Not all players are afforded the luxury of knowing just when their career is going to end.
Brisbane premiership half-forward Lauren Arnell decided last year she only had one more NAB AFL Women's campaign to give, having played in every season since the competition's creation.
It gave the former Carlton captain the chance to enter this season with intent to be present, as much as she could, and soak up all of the "lasts" as they happened.
"I came into pre-season knowing I didn't have a hell of a lot more to give," Arnell told womens.afl after the Lions beat Adelaide in the Grand Final.
"It's been really nice because I've had all of pre-season and this season to know that I had each moment to be grateful for.
"To be fully conscious of having your last moments in every way throughout the season, it's been really nice."
The 34-year-old wasn't immune to the challenges presented by last year's COVID-19 situation.
The pandemic forced her re-evaluate her life and what she wanted to focus on.
"Everyone had their own challenges in COVID, and I was highly motivated at the start and put in a huge amount of work," she said.
"Then April, May, June, July … I played a bit of QAFLW, won a QAFLW premiership, but that motivation was starting to taper a bit and everything was getting pretty hard.
"I had some family illness as well and I just started to question where the priorities lie in life – I think COVID did that to everybody."
It turns out the timing of Arnell's decision to call time on her career couldn't have been better, or more "absurd", as she called it.
It aligned with the season it all came together for the Lions, as they overcame monumental COVID-related obstacles that altered their fixture more than once, sent them on the road, and forced periods of quarantine.
Arnell said their 18-point win showed just how strong the "sisterhood" of the Lions had become since the list was ripped apart by expansion at the end of 2018.
"There's still a few of us digesting the result," she said.
"Sometimes you go into Grand Finals thinking, 'Oh, if this one's off, we might be in trouble', but I knew from the moment we'd beaten Collingwood that everyone would turn up.
"For an AFLW team to have zero ego, 32 on our list, 32 contributors … maybe people will now take a bit of notice about how talented this group of players are."
Arnell will remain in the game as a coach at the Lions' Academy and at Brisbane South State Secondary where she teaches health and physical education plus an AFL Academy class, and also as a commentator on ABC Grandstand.
She's not sure if she'll play on at a lower level because she doesn't want to rob a younger Queensland player of an opportunity.

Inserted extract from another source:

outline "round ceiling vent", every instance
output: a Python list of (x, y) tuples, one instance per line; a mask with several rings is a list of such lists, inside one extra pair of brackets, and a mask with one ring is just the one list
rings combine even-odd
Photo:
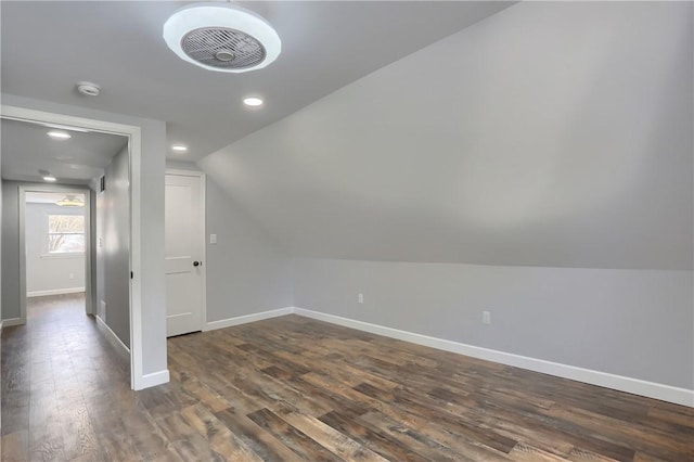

For now, she's looking forward to enjoying the "other pleasures of life", and physical activity at a "lower intensity" after her AFLW career of 36 games.
"I've been playing footy since I was 17, 18 when I moved out of home, and I think from 20, 21 I've taken it really seriously and it's consumed a lot of my life," she said.
"I'm actually really looking forward to spending time with my partner, my friends and my family and soaking in all the things you choose to not enjoy in life when you play footy … I'm 34 and I've made a lot of those decisions.
"They're not sacrifices … but I'm really excited about having that time back."